Public reports from ESET and Symantec over the past two years have documented Evasive Panda’s use of MgBot and its track record of orchestrating watering hole and supply chain attacks targeting users in Tibet.
They were also found distributing MgBot through legitimate application update channels, such as Tencent QQ, to target international non-governmental organizations (NGOs) in mainland China.
It had been speculated that the trojanized updates were the result of a supply chain compromise of Tencent QQ’s update servers or a man-in-the-middle (AitM) attack, but Volexity’s analysis confirms that the latter was caused by a DNS poisoning attack at the ISP level.
Specifically, the threat actors are said to be modifying DNS query responses for specific domains associated with automatic software update mechanisms, targeting software that used insecure update mechanisms such as HTTP or that did not perform proper integrity checks on their installers.
“We found that StormBamboo was tampering with DNS requests and spoofing responses for legitimate hostnames that were being used as second-stage command and control (C2) servers in order to deploy malware via an HTTP auto-update mechanism,” said researchers Ankur Saini, Paul Rascagneres, Steven Adair, and Thomas Lancaster.
The attack chain is fairly simple in that it exploits an insecure update mechanism to deliver either MgBot or MACMA depending on the operating system being used. Volexity says that it has notified the ISPs involved to fix the DNS poisoning attack.
In one instance, the attacker was required to modify the SecurePreferences file and deploy a Google Chrome extension to a victim’s macOS device.
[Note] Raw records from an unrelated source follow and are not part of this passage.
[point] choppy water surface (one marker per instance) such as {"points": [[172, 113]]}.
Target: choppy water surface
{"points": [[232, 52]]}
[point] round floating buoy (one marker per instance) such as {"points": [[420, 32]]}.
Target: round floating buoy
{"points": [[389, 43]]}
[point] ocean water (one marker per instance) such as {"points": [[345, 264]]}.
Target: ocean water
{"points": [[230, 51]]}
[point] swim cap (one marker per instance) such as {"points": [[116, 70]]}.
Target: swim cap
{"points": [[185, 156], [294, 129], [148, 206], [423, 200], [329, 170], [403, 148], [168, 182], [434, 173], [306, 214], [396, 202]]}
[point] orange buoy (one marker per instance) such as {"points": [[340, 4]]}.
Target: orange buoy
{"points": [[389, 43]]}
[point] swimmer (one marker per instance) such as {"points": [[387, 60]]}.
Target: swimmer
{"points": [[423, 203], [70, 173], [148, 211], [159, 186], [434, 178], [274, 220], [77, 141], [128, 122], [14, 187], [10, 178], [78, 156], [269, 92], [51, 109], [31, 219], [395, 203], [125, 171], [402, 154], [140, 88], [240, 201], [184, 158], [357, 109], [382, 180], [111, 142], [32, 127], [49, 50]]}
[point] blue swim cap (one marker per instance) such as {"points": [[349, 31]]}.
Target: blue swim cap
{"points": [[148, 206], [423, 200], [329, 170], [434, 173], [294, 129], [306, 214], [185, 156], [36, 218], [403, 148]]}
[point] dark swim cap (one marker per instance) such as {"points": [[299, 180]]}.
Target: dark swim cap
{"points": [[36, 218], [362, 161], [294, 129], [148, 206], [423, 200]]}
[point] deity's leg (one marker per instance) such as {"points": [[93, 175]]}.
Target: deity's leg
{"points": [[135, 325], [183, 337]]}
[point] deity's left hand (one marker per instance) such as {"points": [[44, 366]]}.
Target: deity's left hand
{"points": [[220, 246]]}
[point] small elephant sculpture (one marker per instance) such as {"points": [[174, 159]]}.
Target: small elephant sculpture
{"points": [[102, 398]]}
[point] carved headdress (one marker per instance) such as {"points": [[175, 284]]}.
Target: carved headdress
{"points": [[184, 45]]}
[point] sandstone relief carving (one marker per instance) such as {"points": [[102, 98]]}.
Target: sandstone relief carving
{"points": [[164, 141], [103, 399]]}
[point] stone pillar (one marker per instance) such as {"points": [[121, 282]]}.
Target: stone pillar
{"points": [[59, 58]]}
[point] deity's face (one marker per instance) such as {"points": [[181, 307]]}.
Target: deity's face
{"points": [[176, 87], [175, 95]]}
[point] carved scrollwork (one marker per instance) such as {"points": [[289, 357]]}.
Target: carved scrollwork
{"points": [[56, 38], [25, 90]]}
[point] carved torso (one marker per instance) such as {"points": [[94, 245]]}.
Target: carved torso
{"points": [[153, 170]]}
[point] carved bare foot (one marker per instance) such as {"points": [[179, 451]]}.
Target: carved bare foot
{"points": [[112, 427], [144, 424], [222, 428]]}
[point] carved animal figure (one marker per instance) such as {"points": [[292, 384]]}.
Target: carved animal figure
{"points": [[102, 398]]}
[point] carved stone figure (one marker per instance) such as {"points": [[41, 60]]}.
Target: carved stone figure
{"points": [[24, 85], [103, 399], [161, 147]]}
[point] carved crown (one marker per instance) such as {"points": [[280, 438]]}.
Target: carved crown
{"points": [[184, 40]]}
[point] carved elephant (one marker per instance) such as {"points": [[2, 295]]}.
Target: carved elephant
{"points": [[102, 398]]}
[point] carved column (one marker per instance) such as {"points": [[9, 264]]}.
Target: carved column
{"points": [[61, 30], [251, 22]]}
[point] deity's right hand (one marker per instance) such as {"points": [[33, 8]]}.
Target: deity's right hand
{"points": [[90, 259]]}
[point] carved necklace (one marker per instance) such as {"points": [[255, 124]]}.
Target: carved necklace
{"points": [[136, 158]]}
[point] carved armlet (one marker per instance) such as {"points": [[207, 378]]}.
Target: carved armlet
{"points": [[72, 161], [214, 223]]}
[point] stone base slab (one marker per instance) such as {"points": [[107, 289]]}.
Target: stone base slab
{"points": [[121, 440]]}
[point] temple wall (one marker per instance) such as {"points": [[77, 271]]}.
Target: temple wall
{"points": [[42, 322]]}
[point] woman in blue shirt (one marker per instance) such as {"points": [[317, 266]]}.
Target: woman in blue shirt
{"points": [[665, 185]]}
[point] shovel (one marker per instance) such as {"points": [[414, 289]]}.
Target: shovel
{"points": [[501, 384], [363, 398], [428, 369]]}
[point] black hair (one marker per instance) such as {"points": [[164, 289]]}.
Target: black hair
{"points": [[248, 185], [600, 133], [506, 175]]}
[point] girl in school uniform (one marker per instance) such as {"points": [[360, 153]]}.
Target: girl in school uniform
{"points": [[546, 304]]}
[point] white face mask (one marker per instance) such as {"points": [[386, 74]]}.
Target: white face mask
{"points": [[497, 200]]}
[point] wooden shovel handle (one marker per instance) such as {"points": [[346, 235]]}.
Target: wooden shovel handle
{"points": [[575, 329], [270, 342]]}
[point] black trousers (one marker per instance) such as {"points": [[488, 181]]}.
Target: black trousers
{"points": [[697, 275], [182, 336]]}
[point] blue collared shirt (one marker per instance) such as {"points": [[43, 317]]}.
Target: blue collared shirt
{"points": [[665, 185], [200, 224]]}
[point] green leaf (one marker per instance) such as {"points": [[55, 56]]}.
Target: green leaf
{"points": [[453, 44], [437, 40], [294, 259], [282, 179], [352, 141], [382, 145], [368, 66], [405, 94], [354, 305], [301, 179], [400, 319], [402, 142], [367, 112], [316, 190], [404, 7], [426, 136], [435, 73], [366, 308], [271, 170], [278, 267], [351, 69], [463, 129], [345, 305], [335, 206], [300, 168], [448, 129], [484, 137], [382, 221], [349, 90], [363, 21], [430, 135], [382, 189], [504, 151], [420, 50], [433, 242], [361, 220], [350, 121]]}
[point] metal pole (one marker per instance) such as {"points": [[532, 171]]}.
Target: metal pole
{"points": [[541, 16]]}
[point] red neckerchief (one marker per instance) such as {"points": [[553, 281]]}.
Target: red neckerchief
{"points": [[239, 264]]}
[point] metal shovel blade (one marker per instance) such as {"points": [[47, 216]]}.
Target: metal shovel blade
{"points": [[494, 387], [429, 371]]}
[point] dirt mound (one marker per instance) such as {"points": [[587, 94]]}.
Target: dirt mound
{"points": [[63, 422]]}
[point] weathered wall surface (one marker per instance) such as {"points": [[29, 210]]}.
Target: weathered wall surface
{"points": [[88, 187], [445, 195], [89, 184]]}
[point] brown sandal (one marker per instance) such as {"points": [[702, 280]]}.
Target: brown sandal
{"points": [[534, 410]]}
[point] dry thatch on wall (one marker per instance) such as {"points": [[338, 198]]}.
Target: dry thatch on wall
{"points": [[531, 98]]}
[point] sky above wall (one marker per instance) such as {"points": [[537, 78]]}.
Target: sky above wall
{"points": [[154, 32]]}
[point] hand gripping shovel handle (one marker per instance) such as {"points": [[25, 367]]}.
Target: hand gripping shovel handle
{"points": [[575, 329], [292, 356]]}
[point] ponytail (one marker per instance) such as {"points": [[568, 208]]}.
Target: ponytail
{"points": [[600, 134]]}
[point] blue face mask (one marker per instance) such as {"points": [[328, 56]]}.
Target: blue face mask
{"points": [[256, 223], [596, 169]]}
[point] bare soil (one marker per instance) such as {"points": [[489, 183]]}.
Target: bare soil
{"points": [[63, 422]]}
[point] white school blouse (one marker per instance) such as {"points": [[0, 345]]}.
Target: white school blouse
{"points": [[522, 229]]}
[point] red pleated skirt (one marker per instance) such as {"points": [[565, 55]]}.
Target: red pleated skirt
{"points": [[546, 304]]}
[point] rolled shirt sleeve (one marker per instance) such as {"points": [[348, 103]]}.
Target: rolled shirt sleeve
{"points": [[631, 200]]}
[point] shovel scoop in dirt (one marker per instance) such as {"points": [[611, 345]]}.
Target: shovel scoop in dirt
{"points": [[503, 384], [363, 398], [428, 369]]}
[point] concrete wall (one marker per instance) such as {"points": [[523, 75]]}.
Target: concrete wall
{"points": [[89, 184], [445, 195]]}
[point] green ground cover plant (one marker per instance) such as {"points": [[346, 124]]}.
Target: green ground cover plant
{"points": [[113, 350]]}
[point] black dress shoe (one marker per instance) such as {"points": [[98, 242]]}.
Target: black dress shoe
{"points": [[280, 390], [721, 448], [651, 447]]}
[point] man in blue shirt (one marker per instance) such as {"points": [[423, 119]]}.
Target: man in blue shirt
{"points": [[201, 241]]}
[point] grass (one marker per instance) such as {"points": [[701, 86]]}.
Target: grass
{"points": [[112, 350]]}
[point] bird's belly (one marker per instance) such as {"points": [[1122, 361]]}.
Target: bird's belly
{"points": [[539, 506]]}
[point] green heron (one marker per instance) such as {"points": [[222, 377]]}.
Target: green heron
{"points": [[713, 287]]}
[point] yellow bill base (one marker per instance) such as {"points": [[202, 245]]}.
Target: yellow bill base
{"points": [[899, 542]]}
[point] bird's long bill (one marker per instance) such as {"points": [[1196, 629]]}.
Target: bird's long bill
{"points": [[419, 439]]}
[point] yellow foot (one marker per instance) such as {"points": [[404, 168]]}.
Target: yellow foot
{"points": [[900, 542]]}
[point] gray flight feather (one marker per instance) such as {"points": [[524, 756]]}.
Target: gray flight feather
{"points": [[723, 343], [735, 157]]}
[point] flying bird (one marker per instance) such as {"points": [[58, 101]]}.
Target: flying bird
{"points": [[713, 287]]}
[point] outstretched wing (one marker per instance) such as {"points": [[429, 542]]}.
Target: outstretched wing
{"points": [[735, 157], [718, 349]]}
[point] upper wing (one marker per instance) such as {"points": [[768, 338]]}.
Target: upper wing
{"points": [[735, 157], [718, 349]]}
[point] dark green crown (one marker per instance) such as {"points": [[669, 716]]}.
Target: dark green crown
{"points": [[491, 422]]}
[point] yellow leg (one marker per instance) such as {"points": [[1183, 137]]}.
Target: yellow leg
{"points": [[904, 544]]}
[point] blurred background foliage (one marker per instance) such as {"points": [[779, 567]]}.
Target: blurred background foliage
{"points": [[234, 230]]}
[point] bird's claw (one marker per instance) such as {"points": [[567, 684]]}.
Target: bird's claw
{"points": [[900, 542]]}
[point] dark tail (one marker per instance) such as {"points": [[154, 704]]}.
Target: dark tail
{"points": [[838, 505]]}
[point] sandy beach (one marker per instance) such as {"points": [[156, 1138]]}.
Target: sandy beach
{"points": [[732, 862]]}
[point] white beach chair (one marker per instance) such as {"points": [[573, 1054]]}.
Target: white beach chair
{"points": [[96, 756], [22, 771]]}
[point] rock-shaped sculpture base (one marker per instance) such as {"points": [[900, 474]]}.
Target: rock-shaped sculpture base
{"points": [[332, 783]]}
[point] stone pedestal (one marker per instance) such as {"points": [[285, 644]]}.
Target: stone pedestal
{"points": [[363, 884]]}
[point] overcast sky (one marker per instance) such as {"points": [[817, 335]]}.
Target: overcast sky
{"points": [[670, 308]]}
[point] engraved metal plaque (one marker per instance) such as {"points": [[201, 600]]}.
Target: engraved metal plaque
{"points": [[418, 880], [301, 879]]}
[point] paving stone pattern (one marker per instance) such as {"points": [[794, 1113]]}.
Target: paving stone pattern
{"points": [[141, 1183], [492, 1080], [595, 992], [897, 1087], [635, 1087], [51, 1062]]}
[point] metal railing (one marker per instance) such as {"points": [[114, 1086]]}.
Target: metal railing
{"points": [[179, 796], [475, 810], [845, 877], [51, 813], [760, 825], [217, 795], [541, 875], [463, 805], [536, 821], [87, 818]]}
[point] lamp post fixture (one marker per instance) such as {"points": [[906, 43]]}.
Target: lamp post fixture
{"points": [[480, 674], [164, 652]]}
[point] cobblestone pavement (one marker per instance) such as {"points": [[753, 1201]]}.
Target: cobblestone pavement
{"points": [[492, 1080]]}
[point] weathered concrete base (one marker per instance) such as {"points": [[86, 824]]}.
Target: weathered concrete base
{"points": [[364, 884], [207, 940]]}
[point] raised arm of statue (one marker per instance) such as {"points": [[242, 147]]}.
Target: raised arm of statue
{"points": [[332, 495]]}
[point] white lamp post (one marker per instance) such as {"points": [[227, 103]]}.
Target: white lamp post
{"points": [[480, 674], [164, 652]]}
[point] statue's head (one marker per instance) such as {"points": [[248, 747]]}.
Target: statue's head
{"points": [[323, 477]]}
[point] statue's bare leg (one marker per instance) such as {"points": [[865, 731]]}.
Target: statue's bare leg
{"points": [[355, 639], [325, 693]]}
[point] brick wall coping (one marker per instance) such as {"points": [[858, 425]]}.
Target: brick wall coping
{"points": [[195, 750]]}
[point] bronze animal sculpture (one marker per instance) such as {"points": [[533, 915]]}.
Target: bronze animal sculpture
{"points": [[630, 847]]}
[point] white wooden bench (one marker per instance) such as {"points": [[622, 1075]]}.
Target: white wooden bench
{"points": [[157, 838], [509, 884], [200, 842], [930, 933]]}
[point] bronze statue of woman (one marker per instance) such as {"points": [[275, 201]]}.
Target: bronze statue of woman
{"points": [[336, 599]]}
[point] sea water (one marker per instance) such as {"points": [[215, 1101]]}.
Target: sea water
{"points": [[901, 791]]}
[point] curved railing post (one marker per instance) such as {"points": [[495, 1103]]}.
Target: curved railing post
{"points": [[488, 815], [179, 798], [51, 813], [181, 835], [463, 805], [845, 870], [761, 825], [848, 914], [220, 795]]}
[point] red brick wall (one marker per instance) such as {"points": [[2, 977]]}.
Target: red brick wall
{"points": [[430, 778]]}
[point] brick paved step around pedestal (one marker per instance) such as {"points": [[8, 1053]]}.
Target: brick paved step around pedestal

The browser add-on purports to be a tool to load pages in compatibility mode with Internet Explorer, but its main purpose is to exfiltrate browser cookies to an attacker-controlled Google Drive account.
“Attackers can intercept DNS requests, pollute them with malicious IP addresses, and use this technique to exploit auto-update mechanisms that use HTTP instead of HTTPS,” the researchers said.